By this time last year, The Great British Baking Show had returned to PBS for a new round, dubbed "Season 5" by the channel. But this was not Season 5, nor was it new. U.K. to U.S. season numbering aside, the BBC had lost the rights to the series overseas. New seasons were broadcasting on Channel 4, which had no contract with PBS. What viewers were watching, whether they knew it or not, was the original Great British Bake Off Series 3 from way back in 2012, a season the show had not planned to ever air over here in the first place. (This initial plan to not air Series 1-3 explains the numbering discrepancy. GBBS Season 4, for example, was GBBO Series 7, which lines up when the first three series are removed.)

At the time, it seemed like perhaps the BBC and PBS would keep things going, and 2019 could see a "Season 6" which was really Series 2 from back in 2011, the first year the show began to resemble the series viewers know and love today. But with nothing on the horizon, it looks like that will not be so.

As it was, most viewers who stream Netflix has already experienced the deep confusion of a very different Season 5 of GBBS — the Channel 4 version, aka Series 8 — premiering on the streaming service mere weeks after PBS' "Season 5" concluded, and a "Season 6" (aka Series 9) followed less than two months later, as Netflix caught up with what had been aired so far. As for PBS' "Season 5," it went to Netflix as all PBS shows evenutually do, rebranded as "Great British Baking Show: The Beginnings Season 1."

But those hoping for a Season 2 are going to be disappointed.

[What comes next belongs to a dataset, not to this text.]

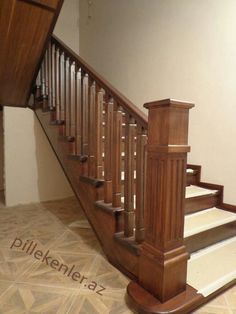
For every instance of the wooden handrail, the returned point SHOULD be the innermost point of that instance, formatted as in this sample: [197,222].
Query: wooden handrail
[128,106]
[140,162]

When Netflix and Love Production made the deal to bring the Channel 4 version of the show to Netflix US in August of 2018, the service not only got to call these new seasons "A Netflix Original Production," but it got to be the only home for new seasons of Baking Show. That includes both the forthcoming seasons to be, or the ones that would be new to the U.S., like the unaired Series 1 and 2.

The deal is good through two years, which means that the first chance PBS will get to air new episodes is in the summer of 2020, and then only if Netflix decides to let the deal expire. (Considering the "Netflix Original Production" label means they get to count it as part of their original programming line up, and that it can't leave the service just because a production company wants to go start their own competing service, this is unlikely.)

(Credit: Courtesy of Bundel)

For fans of the new line up with Prue Leith as a judge, and Noel Fielding and Sandi Toksvig on as hosts, this is excellent news. Once Series 10 finishes airing in the UK, there will be about a week's delay, and then the entire run of new episodes will be available under the moniker of GBBS Season 7, and the holiday specials will most likely follow come Christmas time. (We think, anyway.)

As for 2020, fans will have to wait to see how things play out in the content wars. Netflix has far more money to spend than PBS does, but PBS has the more extensive reach, being on broadcast TV. It remains to be seen if Channel 4 will continue to partner with Netflix, or if the show could return to PBS at some point in the future. As for the spinoffs, like GBBO: The Professionals, and The Great British Sewing Bee, neither PBS nor Netflix seems to have considered testing them on a U.S. audience as yet. Perhaps it's time they should.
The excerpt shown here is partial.